There are many techniques for solving this problem, although a MLE is considered a common approach.

MLE involves treating the problem as an optimization or search problem, where we seek a set of parameters that best fit the data sample's joint probability.

One of the limitations of MLE is that it assumes that the dataset is complete or fully observed. This does not mean that the model has access to all data; instead, it assumes that all variables that are relevant to the problem are present.

This is not always the case! There may be datasets where only some of the relevant variables can be observed, and some cannot, and although they influence other random variables in the dataset, they remain hidden.

Many real-world problems have hidden features (latent variables) that are not observable in the data available for model training.

It is to be noted that conventional MLE does not work well in the presence of latent variables.

If we have missing data and/or latent variables, computing the MLE becomes extremely hard because this technique assumes that the data is complete and ready for use.
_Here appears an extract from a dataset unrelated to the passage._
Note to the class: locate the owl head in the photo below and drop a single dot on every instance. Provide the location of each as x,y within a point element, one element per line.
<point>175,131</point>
The EM algorithm is one such approach to address this limitation of MLE. The EM algorithm can be widely applied in various domains, although it is most well known in unsupervised machine learning problem statements such as density estimation and clustering.

Perhaps the most discussed application of the EM algorithm is for clustering within a mixture experts models.

Gaussian Mixture Model and the EM Algorithm

A mixture model is a model comprised of an unspecified combination of multiple probability distribution functions.

A statistical procedure or learning algorithm is used to estimate the parameters of the probability distributions to best fit the density of a given training dataset.

The Gaussian Mixture Model, or GMM for short, is a mixture model that uses a combination of Gaussian (Normal) probability distributions and requires the estimation of the mean and standard deviation parameters for each.

There are many techniques for estimating the parameters for a GMM, although a maximum likelihood estimate is perhaps the most common.

Consider the case where a dataset is comprised of many points that happen to be generated by two different processes. The points for each process have a Gaussian probability distribution, but the data is combined, and the distributions are similar enough that it is not obvious to which distribution a given point may belong.

The processes used to generate the data point represent a latent variable, e.g., process 0 and process 1. It influences the data but is not observable. As such, the EM algorithm is an appropriate approach to use to estimate the parameters of the distributions.

In the EM algorithm, the E-step would estimate a value for the process latent variable for each data point, and the M-step would optimize the parameters of the probability distributions in an attempt to best capture the density of the data. The process is repeated until a good set of latent values and a maximum likelihood are achieved that fits the data.

E-Step. Estimate the expected value for each latent variable.
M-Step. Optimize the parameters of the distribution using maximum likelihood.

We can imagine how this optimization procedure could be constrained to just the distribution means or generalized to a mixture of many different Gaussian distributions.